Rajko Vujadinović

Personal information
- Full name: Rajko Vujadinović
- Date of birth: 13 April 1956 (age 69)
- Place of birth: Nikšić, SFR Yugoslavia
- Height: 1.89 m (6 ft 2+1⁄2 in)
- Position: Forward

Senior career*
- Years: Team / Apps / (Gls)
- 1975–1977: Sutjeska Nikšić / 46 / (21)
- 1977–1980: Dinamo Zagreb / 26 / (3)
- 1979: → Vojvodina (loan) / 1 / (1)
- 1980–1984: Vojvodina / 83 / (15)
- 1984–1985: Doxa Drama / 16 / (3)
- 1985–1988: Panachaiki / 80 / (20)
- Total:  / 252 / (63)

= Rajko Vujadinović =

Montenegrin footballer

Rajko Vujadinović (Рајко Вујадиновић; born 13 April 1956) is a retired Montenegrin footballer who played as a forward for clubs in Yugoslavia and Greece.

==Playing career==
Born in Nikšić, Vujadinović began playing football for FK Sutjeska Nikšić before moving to NK Dinamo Zagreb in the Yugoslav First League.
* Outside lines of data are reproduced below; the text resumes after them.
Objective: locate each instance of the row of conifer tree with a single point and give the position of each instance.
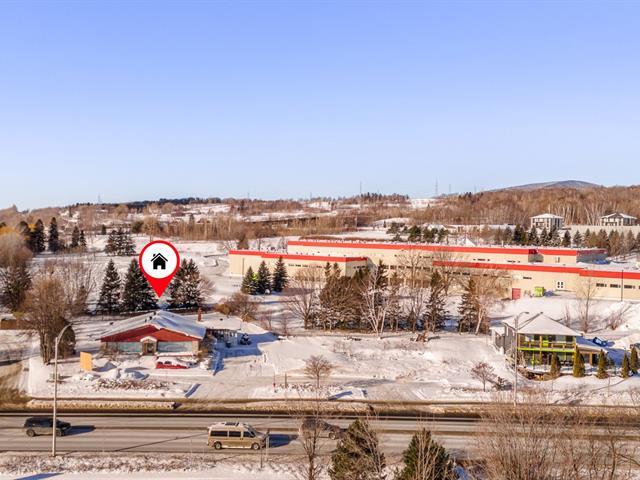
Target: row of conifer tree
(133, 292)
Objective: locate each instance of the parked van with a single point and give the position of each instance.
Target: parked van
(235, 435)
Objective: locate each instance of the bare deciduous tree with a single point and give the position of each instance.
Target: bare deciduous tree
(483, 372)
(318, 368)
(47, 313)
(302, 294)
(242, 305)
(534, 441)
(585, 302)
(377, 299)
(413, 272)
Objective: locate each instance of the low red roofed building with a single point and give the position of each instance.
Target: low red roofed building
(155, 333)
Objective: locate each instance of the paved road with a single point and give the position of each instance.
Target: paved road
(173, 433)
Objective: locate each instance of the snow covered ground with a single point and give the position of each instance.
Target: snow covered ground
(394, 368)
(146, 466)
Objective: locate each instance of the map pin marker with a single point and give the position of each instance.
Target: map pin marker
(159, 261)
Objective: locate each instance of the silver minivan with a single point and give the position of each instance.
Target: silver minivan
(44, 426)
(235, 435)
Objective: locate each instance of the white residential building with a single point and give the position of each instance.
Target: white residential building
(548, 221)
(617, 220)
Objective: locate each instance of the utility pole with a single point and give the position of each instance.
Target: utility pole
(515, 359)
(55, 391)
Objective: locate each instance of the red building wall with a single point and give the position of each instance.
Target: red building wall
(136, 334)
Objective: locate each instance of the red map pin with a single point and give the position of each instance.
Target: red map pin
(159, 262)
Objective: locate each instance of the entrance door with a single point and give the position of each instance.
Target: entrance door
(148, 347)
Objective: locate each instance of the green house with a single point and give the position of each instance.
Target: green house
(539, 337)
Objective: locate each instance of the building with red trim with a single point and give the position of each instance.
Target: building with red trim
(241, 260)
(157, 332)
(527, 270)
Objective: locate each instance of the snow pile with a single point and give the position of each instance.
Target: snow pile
(131, 374)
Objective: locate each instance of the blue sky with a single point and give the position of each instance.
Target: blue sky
(140, 100)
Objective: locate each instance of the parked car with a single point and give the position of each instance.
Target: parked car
(324, 429)
(235, 435)
(44, 426)
(172, 363)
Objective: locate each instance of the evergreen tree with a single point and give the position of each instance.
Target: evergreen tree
(577, 240)
(24, 230)
(533, 236)
(393, 229)
(469, 307)
(497, 236)
(357, 455)
(193, 292)
(435, 308)
(75, 237)
(625, 370)
(176, 288)
(633, 362)
(111, 247)
(263, 282)
(37, 239)
(109, 300)
(249, 282)
(429, 235)
(280, 278)
(137, 293)
(602, 365)
(578, 364)
(185, 289)
(15, 281)
(415, 234)
(518, 235)
(588, 240)
(426, 459)
(126, 244)
(554, 369)
(544, 237)
(54, 238)
(507, 236)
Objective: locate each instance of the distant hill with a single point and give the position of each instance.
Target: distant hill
(576, 184)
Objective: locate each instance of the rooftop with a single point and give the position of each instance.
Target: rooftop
(160, 319)
(541, 324)
(547, 215)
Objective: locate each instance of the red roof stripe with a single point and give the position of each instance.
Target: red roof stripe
(443, 248)
(583, 272)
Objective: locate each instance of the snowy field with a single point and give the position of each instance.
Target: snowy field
(365, 367)
(147, 466)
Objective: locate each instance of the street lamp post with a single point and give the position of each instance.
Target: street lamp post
(515, 359)
(55, 391)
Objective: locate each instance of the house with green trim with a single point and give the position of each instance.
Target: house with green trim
(539, 337)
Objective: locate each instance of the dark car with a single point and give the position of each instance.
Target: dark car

He joined FK Vojvodina in early 1979, and would appear in 84 league matches in six seasons with the club.

In 1984, Vujadinović joined Super League Greece side Doxa Drama for one season. He moved to fellow Super League club Panachaiki for the following three seasons.